Jobs' further argued that Flash technology has a dramatic effect on the life of mobile batteries.
"To achieve long battery life when playing video, mobile devices must decode the video in hardware; decoding it in software uses too much power," Jobs wrote. "The video on almost all Flash websites currently requires an older generation decoder that is not implemented in mobile chips and must be run in software. The difference is striking: on an iPhone, for example, H.264 videos play for up to 10 hours, while videos decoded in software play for less than 5 hours before the battery is fully drained." Jobs also believes that Flash was designed for PCs using mice, not for touch screens using fingers.
"Even if iPhones, iPods and iPads ran Flash, it would not solve the problem that most Flash websites need to be rewritten to support touch-based devices," he wrote.
Finally, Apple believes that adding a third party layer of software comes between the OS platform and the developer's app ultimately results in sub-standard apps, which Jobs explained as "the most important reason" why Apple won't support Flash.

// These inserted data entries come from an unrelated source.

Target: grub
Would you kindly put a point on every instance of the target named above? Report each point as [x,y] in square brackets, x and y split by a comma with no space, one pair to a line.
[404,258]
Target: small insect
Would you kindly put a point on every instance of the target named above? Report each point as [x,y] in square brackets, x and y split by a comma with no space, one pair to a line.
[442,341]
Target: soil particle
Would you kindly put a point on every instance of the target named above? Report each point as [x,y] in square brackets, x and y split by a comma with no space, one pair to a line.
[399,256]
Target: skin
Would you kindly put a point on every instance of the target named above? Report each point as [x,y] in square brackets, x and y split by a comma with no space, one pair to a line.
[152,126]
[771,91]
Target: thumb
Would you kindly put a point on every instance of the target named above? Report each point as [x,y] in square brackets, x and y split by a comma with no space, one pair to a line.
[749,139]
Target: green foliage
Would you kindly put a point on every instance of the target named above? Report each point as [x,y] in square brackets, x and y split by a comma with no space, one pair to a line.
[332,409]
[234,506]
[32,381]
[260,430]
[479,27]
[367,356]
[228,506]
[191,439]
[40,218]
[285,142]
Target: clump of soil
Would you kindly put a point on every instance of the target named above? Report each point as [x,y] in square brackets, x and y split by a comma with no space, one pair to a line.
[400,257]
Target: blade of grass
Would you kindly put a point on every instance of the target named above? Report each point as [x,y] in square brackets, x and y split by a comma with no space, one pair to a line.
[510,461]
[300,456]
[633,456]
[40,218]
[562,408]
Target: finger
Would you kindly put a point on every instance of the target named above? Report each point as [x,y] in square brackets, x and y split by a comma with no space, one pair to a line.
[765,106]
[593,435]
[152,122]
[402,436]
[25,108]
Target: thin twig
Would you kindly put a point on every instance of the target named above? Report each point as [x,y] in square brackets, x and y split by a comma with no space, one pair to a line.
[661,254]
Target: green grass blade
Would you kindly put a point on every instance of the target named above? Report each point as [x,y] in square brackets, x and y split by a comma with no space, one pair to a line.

If developers grow dependent on third party development libraries and tools, they can only take advantage of platform enhancements if and when the third party chooses to adopt the new features," Jobs wrote. "We cannot be at the mercy of a third party deciding if and when they will make our enhancements available to our developers."
In conclusion, Jobs said Flash was created "during the PC era" but falls short in the mobile era.
"New open standards created in the mobile era, such as HTML5, will win on mobile devices (and PCs too). Perhaps Adobe should focus more on creating great HTML5 tools for the future, and less on criticizing Apple for leaving the past behind," Jobs concluded.